See, this is why I have pets. Pets do not require therapy. Pets will not, at some point, turn on you and claim you were an awful parent. When they are being especially fractious, one can say 'I wanna make you into a *rug*' and as long as you say it in the upbeat happy voice, they're none the wiser and think you are, in fact, giving them praise.
Of course, they also never mature into neat and interesting adults, which most kids (blessed with great parents like you) *will* do.
The socks look completely beautiful by the way.
Harlot, you captured it so well - LMAO!
Thank gods, the child of mine would rather blind herself than pick up knitting and concentrates her artistic endeavors on fashion design, thereby wrecking havoc with her art instructor and not me. Because there would ensure the same scenario you just wrote about :)
Heavens...I have three girls, almost 7 and a pair of 5 year olds and was wondering how it could possibly get worse! Yikes!!
The road to indepence is so hard for both parents and kids. She has a beautiful smile and I'm sure you'll all survive the summer intact. ;)
Teenagers can knit. I think I started morgen on slippers (which were never finished). She was very proud of understanding how to work with dps (people would stop her and ask how the hell she did that).
She then finished a boring afghan and sold her first shawl. She has made a couple of tank tops which I cannot improve upon.

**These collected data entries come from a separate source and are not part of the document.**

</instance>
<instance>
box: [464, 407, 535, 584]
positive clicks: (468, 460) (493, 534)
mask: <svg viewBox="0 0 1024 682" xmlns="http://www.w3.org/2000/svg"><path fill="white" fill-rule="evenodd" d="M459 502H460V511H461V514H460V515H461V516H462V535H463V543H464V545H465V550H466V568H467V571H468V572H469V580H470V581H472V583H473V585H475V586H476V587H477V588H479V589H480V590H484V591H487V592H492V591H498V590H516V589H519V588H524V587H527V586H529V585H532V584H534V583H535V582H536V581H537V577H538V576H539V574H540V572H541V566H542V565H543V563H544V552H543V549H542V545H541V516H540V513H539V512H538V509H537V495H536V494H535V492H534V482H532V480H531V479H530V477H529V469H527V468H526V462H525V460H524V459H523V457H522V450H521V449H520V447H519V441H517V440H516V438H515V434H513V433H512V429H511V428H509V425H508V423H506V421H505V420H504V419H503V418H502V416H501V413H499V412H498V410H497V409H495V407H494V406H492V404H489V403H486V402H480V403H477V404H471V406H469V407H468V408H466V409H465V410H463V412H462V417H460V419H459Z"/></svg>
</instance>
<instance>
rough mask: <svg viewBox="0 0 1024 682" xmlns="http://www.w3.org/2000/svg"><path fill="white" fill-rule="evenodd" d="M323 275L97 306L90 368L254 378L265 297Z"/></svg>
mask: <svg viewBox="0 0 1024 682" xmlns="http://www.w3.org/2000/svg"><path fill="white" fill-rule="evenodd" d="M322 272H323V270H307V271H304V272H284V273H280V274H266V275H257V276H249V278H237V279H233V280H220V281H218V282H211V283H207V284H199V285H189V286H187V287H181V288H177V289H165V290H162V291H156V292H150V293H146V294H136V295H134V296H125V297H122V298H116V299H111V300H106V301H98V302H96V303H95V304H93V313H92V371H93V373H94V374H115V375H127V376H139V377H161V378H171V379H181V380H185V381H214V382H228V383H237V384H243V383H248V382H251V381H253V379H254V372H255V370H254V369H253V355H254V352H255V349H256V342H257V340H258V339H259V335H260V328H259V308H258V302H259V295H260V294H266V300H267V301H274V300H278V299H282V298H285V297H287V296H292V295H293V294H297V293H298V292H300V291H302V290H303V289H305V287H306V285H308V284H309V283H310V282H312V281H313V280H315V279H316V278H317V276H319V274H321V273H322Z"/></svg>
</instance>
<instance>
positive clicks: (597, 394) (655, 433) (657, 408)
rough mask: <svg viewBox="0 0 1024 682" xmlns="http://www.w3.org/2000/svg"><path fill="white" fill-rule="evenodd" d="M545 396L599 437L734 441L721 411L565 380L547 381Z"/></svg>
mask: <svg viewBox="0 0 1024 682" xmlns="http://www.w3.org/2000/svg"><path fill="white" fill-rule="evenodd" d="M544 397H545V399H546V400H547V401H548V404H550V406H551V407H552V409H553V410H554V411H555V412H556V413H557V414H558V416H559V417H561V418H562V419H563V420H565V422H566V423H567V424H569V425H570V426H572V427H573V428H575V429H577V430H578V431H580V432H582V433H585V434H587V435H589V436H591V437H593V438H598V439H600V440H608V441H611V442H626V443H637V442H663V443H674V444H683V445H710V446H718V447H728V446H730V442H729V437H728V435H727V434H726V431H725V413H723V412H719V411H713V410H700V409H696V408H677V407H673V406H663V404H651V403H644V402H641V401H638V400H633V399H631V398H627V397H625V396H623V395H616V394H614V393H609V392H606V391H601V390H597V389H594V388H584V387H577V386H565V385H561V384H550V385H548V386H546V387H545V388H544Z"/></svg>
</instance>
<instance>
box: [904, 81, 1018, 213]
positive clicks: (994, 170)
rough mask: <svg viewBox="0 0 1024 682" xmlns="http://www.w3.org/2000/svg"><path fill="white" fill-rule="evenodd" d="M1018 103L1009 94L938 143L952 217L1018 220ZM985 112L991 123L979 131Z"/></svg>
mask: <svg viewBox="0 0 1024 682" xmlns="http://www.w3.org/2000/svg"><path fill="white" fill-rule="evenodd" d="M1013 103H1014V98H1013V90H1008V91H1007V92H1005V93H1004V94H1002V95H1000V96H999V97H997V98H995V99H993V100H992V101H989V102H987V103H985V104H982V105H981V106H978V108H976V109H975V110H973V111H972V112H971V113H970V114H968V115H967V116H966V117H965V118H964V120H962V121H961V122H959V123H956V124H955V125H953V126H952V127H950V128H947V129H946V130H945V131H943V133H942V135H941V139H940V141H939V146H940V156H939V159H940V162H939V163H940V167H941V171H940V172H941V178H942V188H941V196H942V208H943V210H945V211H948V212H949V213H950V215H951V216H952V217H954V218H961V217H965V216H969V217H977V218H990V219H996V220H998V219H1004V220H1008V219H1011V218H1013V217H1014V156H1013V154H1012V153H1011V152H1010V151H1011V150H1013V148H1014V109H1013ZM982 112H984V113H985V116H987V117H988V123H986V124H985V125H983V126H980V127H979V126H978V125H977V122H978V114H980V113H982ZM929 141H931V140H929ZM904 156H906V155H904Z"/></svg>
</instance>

She just dyed some cotton chenille that was in my stash and is making a jacket to die for.
She is probably doing a lot more knitting then I am at this rate. I have been either working, reading or killing off civilizations.
They do grow up. I still want to kill her occasionally - and then she does something real nice like make me chicken piccata.

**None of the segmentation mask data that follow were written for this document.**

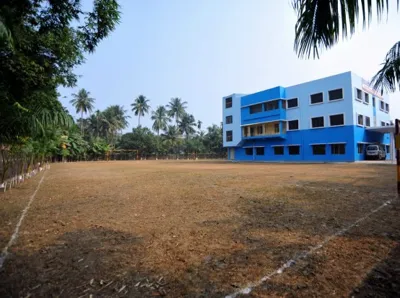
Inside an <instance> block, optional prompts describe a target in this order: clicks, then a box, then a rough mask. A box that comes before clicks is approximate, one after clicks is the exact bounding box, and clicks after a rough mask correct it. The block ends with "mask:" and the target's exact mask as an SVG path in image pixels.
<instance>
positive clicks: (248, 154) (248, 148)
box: [245, 148, 253, 155]
mask: <svg viewBox="0 0 400 298" xmlns="http://www.w3.org/2000/svg"><path fill="white" fill-rule="evenodd" d="M245 153H246V155H253V148H245Z"/></svg>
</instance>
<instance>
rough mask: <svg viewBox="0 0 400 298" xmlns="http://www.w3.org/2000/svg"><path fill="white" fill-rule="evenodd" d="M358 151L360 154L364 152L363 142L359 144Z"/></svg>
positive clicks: (362, 153) (357, 147) (361, 153)
mask: <svg viewBox="0 0 400 298" xmlns="http://www.w3.org/2000/svg"><path fill="white" fill-rule="evenodd" d="M357 152H358V154H363V153H364V144H361V143H358V144H357Z"/></svg>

I am a bit late on this one, but anyone who has seen a pattern for intarsia socks (for example from Grace Ennis) knows that you can start knitting the foot in the round after knitting the top back and forth. In fact, a standard "cheat" to avoid the twisty problem ever arising is to knit the first "round" or two back and forth, then you can see clearly that your knitting is not twisted. At the end you sew up the gap with the tail.

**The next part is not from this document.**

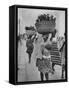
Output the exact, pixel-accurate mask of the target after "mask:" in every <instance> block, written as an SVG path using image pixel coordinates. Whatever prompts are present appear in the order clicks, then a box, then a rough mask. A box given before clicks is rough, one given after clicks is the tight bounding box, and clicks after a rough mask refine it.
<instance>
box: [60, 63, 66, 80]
mask: <svg viewBox="0 0 69 90" xmlns="http://www.w3.org/2000/svg"><path fill="white" fill-rule="evenodd" d="M64 70H65V65H64V64H63V65H62V76H61V78H62V79H63V78H64Z"/></svg>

In knitting these things happen - and you will probably invent your own great rescue methods in time, if only in order not to have to learn them from your mother! If you ever need a word to use when these occasions arise that will not call down the wrath of the "elders", I know a very satisfying one in Finnish.
I vote for "dude" for the same reason as Amanda, and I look forward to seeing a picture of the hat when complete.
I recently found an old diary of mine when I was going through my school papers at home. You should have heard me ranting about how I hated my family because they made me go see the Mutant Ninja Turtles, and then did not respect my well reasoned opinion afterwards that it sucked.